VON JOHANNES BODE
SCHREMS / Einen gewissen Retro-Charme hatte das schon: Das ehemalige Tanzcafe Beer, das als „Hot Chili“ eigentlich noch aussieht wie früher, in Kombination mit dem 70er-Rock der „4 Giants“, die ebenso noch klingen wie die Vorgänger-Formation „Giant Blonder“: Und zwar nach treibendem Hard-Rock mit Blues-Einflüssen, nach rauen Balladen, nach endlosen Gitarrensoli und Ohrwurm-Riffs.
Dennoch: Die Musik der „4 Giants“ ist irgendwie zeitlos. Das bewiesen sie am 7. Jänner in Schrems. Die Band ist dank dem Einsatz der jungen Musiker Peter „Primus“ Frosch und Raphael Widmann wieder vollzählig. Als „Giant Blonder“ 1972 gegründet wurden, waren die beiden noch nicht auf der Welt.
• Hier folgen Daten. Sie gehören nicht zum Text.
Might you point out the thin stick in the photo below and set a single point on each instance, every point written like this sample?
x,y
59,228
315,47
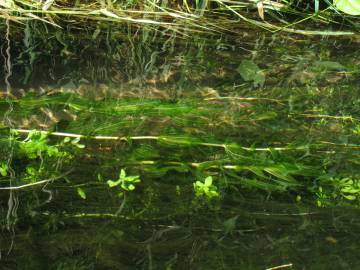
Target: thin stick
x,y
37,183
280,267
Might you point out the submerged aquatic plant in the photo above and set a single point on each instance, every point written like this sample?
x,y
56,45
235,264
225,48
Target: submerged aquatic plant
x,y
206,188
127,183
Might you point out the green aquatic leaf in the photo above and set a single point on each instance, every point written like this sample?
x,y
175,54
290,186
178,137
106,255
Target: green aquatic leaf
x,y
351,7
3,169
81,193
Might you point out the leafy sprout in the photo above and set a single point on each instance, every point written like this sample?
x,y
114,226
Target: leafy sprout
x,y
127,183
206,188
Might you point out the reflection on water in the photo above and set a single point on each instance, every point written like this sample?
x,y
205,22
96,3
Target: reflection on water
x,y
273,121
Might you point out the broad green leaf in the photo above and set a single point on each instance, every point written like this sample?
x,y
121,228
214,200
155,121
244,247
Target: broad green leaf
x,y
122,174
208,181
3,169
351,7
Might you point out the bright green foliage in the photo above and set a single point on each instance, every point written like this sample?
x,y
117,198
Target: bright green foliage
x,y
36,145
81,193
3,169
351,7
206,188
127,183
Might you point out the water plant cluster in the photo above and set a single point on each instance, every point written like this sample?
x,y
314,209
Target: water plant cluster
x,y
179,134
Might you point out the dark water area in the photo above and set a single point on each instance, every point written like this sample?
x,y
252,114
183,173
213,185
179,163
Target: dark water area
x,y
147,150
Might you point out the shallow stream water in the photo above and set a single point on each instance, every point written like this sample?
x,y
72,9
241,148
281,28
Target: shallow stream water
x,y
273,120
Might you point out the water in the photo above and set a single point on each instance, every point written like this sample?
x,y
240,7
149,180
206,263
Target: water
x,y
283,156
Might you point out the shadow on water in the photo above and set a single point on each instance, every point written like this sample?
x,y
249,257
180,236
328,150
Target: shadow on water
x,y
273,121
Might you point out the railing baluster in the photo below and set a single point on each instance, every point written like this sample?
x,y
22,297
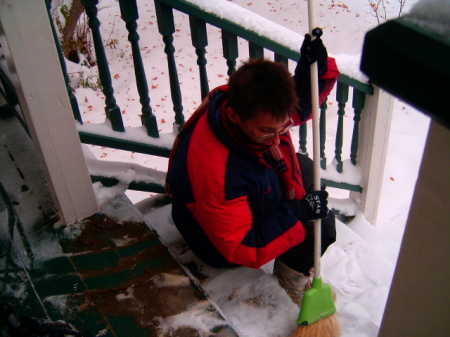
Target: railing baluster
x,y
323,134
303,133
255,51
359,99
129,11
112,110
166,27
72,98
200,41
342,98
230,50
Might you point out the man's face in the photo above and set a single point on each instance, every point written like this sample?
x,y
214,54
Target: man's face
x,y
265,129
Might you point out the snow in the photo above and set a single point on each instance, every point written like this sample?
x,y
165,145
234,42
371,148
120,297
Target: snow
x,y
361,263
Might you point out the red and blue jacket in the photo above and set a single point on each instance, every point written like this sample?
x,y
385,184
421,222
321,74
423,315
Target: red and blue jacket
x,y
228,202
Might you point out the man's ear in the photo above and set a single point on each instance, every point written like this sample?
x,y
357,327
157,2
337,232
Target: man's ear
x,y
233,116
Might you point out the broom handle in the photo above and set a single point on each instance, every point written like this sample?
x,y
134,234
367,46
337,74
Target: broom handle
x,y
316,141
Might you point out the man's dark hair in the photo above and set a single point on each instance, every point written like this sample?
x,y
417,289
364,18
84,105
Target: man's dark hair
x,y
260,85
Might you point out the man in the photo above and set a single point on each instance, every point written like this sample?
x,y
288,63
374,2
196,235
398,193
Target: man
x,y
241,195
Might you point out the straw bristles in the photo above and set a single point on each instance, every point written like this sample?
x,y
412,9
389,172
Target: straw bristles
x,y
326,327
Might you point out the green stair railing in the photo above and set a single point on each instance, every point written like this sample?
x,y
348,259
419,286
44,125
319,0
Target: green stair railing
x,y
231,32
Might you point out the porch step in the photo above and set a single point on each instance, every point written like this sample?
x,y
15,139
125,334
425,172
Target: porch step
x,y
104,276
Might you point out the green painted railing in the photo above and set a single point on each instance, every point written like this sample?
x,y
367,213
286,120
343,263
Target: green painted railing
x,y
231,31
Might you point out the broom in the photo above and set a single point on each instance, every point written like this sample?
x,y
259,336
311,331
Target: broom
x,y
318,311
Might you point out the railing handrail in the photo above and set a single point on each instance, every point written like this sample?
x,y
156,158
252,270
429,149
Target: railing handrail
x,y
288,50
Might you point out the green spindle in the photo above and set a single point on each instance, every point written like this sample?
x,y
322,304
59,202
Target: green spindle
x,y
166,27
342,98
230,50
255,51
303,133
112,110
359,99
129,11
323,134
200,41
72,98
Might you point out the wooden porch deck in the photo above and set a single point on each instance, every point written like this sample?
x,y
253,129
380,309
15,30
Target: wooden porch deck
x,y
103,277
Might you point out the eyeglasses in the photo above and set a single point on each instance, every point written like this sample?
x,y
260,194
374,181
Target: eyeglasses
x,y
271,135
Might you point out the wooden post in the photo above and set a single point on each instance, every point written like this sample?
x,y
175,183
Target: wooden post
x,y
375,127
418,303
41,88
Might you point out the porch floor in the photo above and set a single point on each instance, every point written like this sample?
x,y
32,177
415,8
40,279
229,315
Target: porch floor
x,y
103,277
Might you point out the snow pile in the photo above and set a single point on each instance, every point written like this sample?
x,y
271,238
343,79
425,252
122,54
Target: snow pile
x,y
433,15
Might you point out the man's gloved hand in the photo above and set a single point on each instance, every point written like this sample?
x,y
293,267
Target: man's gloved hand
x,y
315,204
314,51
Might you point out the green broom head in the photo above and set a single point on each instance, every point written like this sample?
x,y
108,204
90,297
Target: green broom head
x,y
318,303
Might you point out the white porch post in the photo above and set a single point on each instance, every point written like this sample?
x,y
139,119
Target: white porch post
x,y
418,303
375,127
37,76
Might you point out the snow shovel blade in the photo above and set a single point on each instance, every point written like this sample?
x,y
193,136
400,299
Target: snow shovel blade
x,y
318,303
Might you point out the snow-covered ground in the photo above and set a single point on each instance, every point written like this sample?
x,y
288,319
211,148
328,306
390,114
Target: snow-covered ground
x,y
361,263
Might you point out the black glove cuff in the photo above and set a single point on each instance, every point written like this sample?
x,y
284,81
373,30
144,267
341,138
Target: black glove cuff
x,y
301,211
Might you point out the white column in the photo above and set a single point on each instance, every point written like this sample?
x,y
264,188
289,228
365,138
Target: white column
x,y
37,76
374,138
418,303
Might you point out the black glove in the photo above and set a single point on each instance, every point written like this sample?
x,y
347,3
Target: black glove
x,y
315,204
314,51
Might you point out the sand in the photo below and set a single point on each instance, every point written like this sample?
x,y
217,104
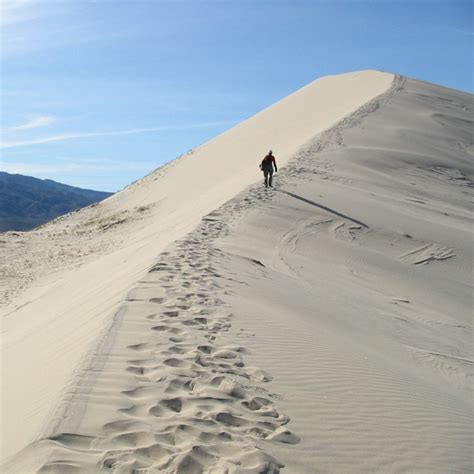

Der talentierte Nachwuchs bringt neue Ideen zwar nur sehr vorsichtig ein, wenn Widmann und Frosch das aber tun, dann hat das Erfolg. Papa Wolfgang Frosch und Sohn Peter „Primus“ Frosch gemeinsam auf der Bühne (das kennt man auch aus der hervorragenden Live-Band „S?Letzte Moi) funktioniert bestens, ebenso wenn Widmann die Soli auf der Geige spielt, die sonst wohl von der verzerrten E-Gitarre Wolfgang Rehbichlers kommen würden. Vier ausgezeichnete Musiker zelebrieren hier den Rock der alten Schule.
Schade nur, dass im zweiten Teil des Konzerts fast ausschließlich gecoverte Rock-Hits auf dem Programm standen. Neil Young oder Lynard Skynard wieder mal zu hören ist zwar mitreißend, hätten die „4 Giants“ aber mehr eigenes Material eingebracht, wäre das wohl spannender gewesen. In der Pause und nach dem Konzert gabs Schlager-Techno-Remixes und Eurodance vom DJ zu hören. Eine außergewöhnliche und interessante Kombination in einer Location, der man schon Kult-Character zugestehen muss.